Reference documentation#

API Designer#

dataikuapi.dss.apiservice.DSSAPIService(...)

An API Service from the API Designer on the DSS instance.

API Deployer#

dataikuapi.dss.apideployer.DSSAPIDeployer(client)

Handle to interact with the API Deployer.

Infrastructures#

dataikuapi.dss.apideployer.DSSAPIDeployerInfra(...)

An API Deployer infrastructure.

dataikuapi.dss.apideployer.DSSAPIDeployerInfraSettings(...)

The settings of an API Deployer infrastructure

dataikuapi.dss.apideployer.DSSAPIDeployerInfraStatus(...)

The status of an API Deployer infrastructure.

API Services#

dataikuapi.dss.apideployer.DSSAPIDeployerService(...)

An API service on the API Deployer

dataikuapi.dss.apideployer.DSSAPIDeployerServiceSettings(...)

The settings of an API Deployer Service.

dataikuapi.dss.apideployer.DSSAPIDeployerServiceStatus(...)

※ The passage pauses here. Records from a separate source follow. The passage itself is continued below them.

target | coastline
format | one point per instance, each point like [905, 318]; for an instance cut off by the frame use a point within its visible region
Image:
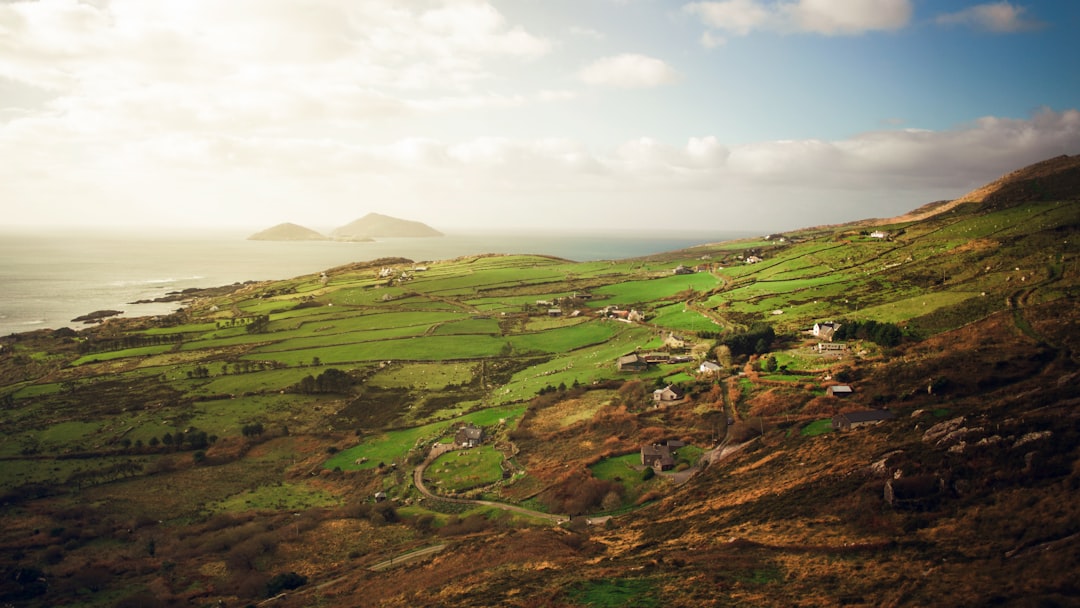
[50, 279]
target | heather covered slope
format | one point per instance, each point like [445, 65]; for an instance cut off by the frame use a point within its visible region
[235, 449]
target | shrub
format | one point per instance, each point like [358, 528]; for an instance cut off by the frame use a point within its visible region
[285, 581]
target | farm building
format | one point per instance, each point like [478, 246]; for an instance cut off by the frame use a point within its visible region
[852, 420]
[469, 436]
[709, 367]
[674, 341]
[825, 330]
[838, 390]
[667, 394]
[632, 363]
[659, 457]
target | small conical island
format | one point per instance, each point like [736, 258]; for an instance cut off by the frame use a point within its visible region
[375, 225]
[287, 231]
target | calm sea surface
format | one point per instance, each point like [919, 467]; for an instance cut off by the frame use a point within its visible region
[48, 279]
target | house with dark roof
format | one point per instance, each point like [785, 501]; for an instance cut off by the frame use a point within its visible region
[632, 363]
[709, 367]
[839, 390]
[469, 436]
[851, 420]
[658, 457]
[825, 330]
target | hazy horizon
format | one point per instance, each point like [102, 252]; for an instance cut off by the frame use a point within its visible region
[636, 115]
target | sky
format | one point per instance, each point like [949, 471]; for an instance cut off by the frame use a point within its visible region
[517, 115]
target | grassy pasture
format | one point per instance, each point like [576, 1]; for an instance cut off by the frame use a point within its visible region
[461, 470]
[583, 365]
[112, 355]
[679, 318]
[487, 326]
[818, 428]
[564, 339]
[916, 306]
[655, 289]
[389, 446]
[428, 376]
[279, 497]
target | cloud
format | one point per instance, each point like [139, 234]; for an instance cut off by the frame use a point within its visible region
[999, 17]
[826, 17]
[628, 71]
[588, 32]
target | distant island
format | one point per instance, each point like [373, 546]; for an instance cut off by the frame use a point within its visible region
[375, 225]
[365, 229]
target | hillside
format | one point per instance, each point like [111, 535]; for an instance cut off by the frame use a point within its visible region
[287, 231]
[378, 226]
[1052, 179]
[288, 438]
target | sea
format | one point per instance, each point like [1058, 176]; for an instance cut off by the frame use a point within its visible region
[50, 278]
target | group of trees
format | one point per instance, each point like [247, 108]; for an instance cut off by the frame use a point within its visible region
[192, 438]
[331, 381]
[877, 332]
[130, 341]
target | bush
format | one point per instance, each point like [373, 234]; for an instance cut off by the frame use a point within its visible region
[285, 581]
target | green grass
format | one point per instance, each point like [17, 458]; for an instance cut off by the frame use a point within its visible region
[679, 318]
[616, 593]
[639, 292]
[817, 428]
[281, 497]
[389, 446]
[462, 470]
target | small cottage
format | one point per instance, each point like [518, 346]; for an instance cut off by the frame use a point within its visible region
[839, 391]
[658, 457]
[469, 436]
[709, 367]
[853, 420]
[632, 363]
[670, 393]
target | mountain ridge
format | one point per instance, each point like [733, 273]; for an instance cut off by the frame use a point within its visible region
[375, 225]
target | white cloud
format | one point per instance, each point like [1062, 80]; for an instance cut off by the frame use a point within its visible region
[733, 16]
[588, 32]
[628, 70]
[827, 17]
[1001, 17]
[833, 17]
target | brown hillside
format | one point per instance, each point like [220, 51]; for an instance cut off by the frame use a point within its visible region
[1052, 179]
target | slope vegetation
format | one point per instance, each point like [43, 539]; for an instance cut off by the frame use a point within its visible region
[267, 441]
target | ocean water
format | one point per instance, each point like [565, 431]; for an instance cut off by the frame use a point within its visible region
[48, 279]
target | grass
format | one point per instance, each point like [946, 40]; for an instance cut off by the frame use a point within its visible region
[616, 593]
[817, 428]
[392, 445]
[280, 497]
[461, 470]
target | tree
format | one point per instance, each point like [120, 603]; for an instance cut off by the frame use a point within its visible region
[253, 430]
[285, 581]
[770, 364]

The status of an API Deployer Service.

Deployments#

dataikuapi.dss.apideployer.DSSAPIDeployerDeployment(...)

A Deployment on the API Deployer

dataikuapi.dss.apideployer.DSSAPIDeployerDeploymentSettings(...)

The settings of an API Deployer deployment.

dataikuapi.dss.apideployer.DSSAPIDeployerDeploymentStatus(...)

The status of an API Deployer deployment.